Scarcity is not how the world works. Scarcity is the result of systems that create it artificially and then try to impose impossible choices on the people closest to the proverbial levers.

Scarcity is incoherent. It creates a distorted chain of cause and effect that cannot be resolved by surgeons or car mechanics facing ethically impossible choices.

Incoherence is not the natural state of the world. The world has a simple, coherent structure of cause and effect underlying every experience we have. When a chain is not created by the individual coming into contact with it, that individual is not responsible for that chain. Any interference with that chain creates additional fragmentation, incoherence, or further problems.

Because surgeons continue to defend their impossible choices, the cause-and-effect loop continues to repeat itself. If the surgeons simply focused on the idea that the system is incoherent and that it is not their moral dilemma to solve, they could extract themselves from the cause-and-effect chain they find themselves tangled up in.

Why are these surgeons questioning their impossible choices instead of questioning the system that created them?

We have been conditioned to treat systems as something we simply have to deal with—like dealing with the weather—so we don’t question where the problem originated. Who created the problem? Why does the problem exist in the first place? Who is responsible for fixing it?

The truth is that the problem will never be fixed. Transplant surgeons will forever find themselves faced with ridiculous choices because the system has tricked them into believing that it’s their problem to solve.

The system has created its own “solution” to the problem by offering doctors criteria for how to choose who gets an organ and who doesn’t. Everything from lifestyle, age, money, and overall health becomes the metric through which the value of human life is determined. If you’re fat or 80 or broke or already sick, you’re not considered important enough to receive an organ.

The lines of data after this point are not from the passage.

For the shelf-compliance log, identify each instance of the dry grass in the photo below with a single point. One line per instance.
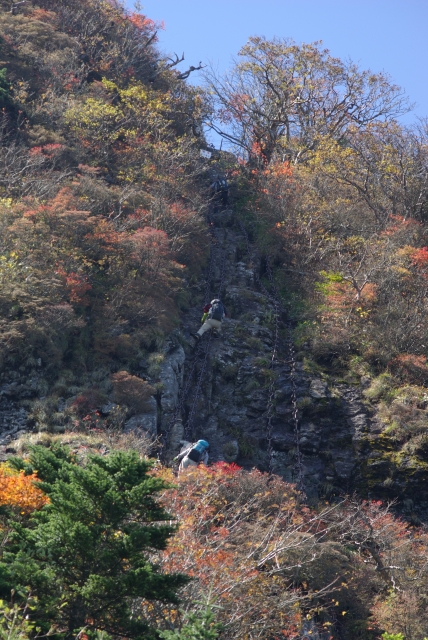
(102, 442)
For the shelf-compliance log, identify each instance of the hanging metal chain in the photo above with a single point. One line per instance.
(179, 408)
(275, 300)
(189, 431)
(292, 360)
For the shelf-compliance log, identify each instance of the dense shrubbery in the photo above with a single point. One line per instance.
(100, 203)
(261, 564)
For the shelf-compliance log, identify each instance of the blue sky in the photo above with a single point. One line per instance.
(382, 35)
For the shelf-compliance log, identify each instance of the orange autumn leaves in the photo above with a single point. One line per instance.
(19, 491)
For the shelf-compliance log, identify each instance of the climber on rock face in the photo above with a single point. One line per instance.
(196, 453)
(214, 312)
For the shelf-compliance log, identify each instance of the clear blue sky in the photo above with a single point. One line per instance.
(381, 35)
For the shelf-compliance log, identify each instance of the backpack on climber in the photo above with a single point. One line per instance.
(214, 312)
(193, 455)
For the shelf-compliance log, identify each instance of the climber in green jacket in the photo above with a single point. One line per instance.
(214, 312)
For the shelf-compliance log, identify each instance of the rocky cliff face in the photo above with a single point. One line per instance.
(230, 409)
(342, 442)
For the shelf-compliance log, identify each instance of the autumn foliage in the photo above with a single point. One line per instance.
(19, 491)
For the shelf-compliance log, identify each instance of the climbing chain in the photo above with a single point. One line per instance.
(179, 408)
(189, 431)
(275, 300)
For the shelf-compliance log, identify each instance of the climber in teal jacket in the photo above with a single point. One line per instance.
(196, 453)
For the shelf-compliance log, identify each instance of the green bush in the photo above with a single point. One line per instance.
(86, 555)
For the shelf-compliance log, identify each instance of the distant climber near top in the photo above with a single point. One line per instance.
(214, 312)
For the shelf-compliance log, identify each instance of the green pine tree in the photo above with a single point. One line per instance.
(198, 626)
(85, 555)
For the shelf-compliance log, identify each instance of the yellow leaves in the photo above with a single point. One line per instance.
(19, 491)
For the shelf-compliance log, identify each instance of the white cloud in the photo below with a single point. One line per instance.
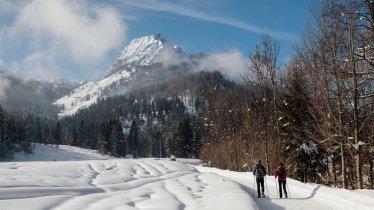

The surgeons don’t question this. They don’t seem to see the problem with a system that asks them to do this. Since when is any system — or any human being — qualified enough to decide which life is worth keeping and which isn’t? This isn’t medicine. It’s not how medicine works. But it is a prime example of systemic failure and how systemic failure shows up in human life.

There may be a day in the future when technology and funding catch up, simplifying criteria, lowering rejection rates, and removing financial barriers from the process. What the article accidentally shows is that the problem is solvable, which means it is not an eternal moral dilemma — it’s the temporary problem of a broken system.

If the problem is solvable through technology and funding, then it’s no longer a moral dilemma for doctors to solve. The problem is created through the same distortion as the Trolley Problem: it’s a false choice. It’s a chain with a solution that hasn’t yet been realized. That means the solution to the chain of cause and effect is not available to the doctors. The doctors are not the solution to the problem. The system is its own solution to its own chain of cause and effect.

The system creates a supposed real-life Trolley Problem for the doctors because it refuses to fix its own problem. But it’s not a moral failure of the doctors, who are simply making the best choices they can with the information they have. It’s not even a moral failure of the system, because the system was never designed to be moral. A moral dilemma is only “real” if it exists independently of a failing system—which this doesn’t. The transplant world doesn’t prove the Trolley Problem is real. It proves that systems built on scarcity force people into false binary choices.

The problem will disappear when the system chooses to fix itself. Until doctors, like these transplant surgeons, focus on the true problem instead of making themselves participants in a story they didn't write, the cause-and-effect chain will continue to loop endlessly. To collapse a cause-and-effect chain, it must be seen clearly and walked away from. The doctors have the capacity to do that once they make the choice to see it clearly.